From Fee.org (Dec. 8):
Vice President-elect Mike Pence recently described Price to Fox News as “someone who literally, for the last half a dozen years, has been in the forefront of efforts, not only to repeal Obamacare, but put forward common sense, free-market solutions that will lower the cost of health insurance, without growing the size of government.”
Jason Miller, Communications Director for the Trump transition team, told the San Francisco Gate that replacing the ACA is "one of the things he's going to lead the charge on as secretary of HHS."
Lowering the Cost of Care
Evidence is scant that Obamacare did anything to help with the biggest problem facing the American healthcare system: the cost of care. According to Consumer Reports, health care spending is at $3 trillion, making it alone the world’s fifth-largest economy. In the US, health care costs nearly double what the rest of the developed world is paying per person.
One reason healthcare in America is so expensive is that there are no more actual health insurance companies in this country. Instead, insurance companies have become cost-pools.

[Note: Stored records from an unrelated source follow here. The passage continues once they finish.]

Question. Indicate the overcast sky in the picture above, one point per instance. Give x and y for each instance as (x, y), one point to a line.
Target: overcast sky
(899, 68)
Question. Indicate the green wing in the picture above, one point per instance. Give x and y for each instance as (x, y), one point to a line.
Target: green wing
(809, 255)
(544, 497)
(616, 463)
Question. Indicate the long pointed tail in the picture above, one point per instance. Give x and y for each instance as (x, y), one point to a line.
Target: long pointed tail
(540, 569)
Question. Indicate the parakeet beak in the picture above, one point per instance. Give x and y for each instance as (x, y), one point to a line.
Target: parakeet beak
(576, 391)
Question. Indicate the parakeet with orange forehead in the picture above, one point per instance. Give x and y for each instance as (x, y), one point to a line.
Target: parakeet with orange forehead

Consumer Reports sums it up nicely: “If you have health insurance, you may think [the cost of care] doesn’t matter because someone else is paying the bill.”
Health care works nothing like other market transactions. As a consumer, you are a bystander to the real action, which takes place between providers—hospitals, doctors, labs, drug companies, and device manufacturers—and the private and governmental entities that pay them. Those same providers are also pushing Americans into newer and more expensive treatments, even when there’s no evidence they’re any better.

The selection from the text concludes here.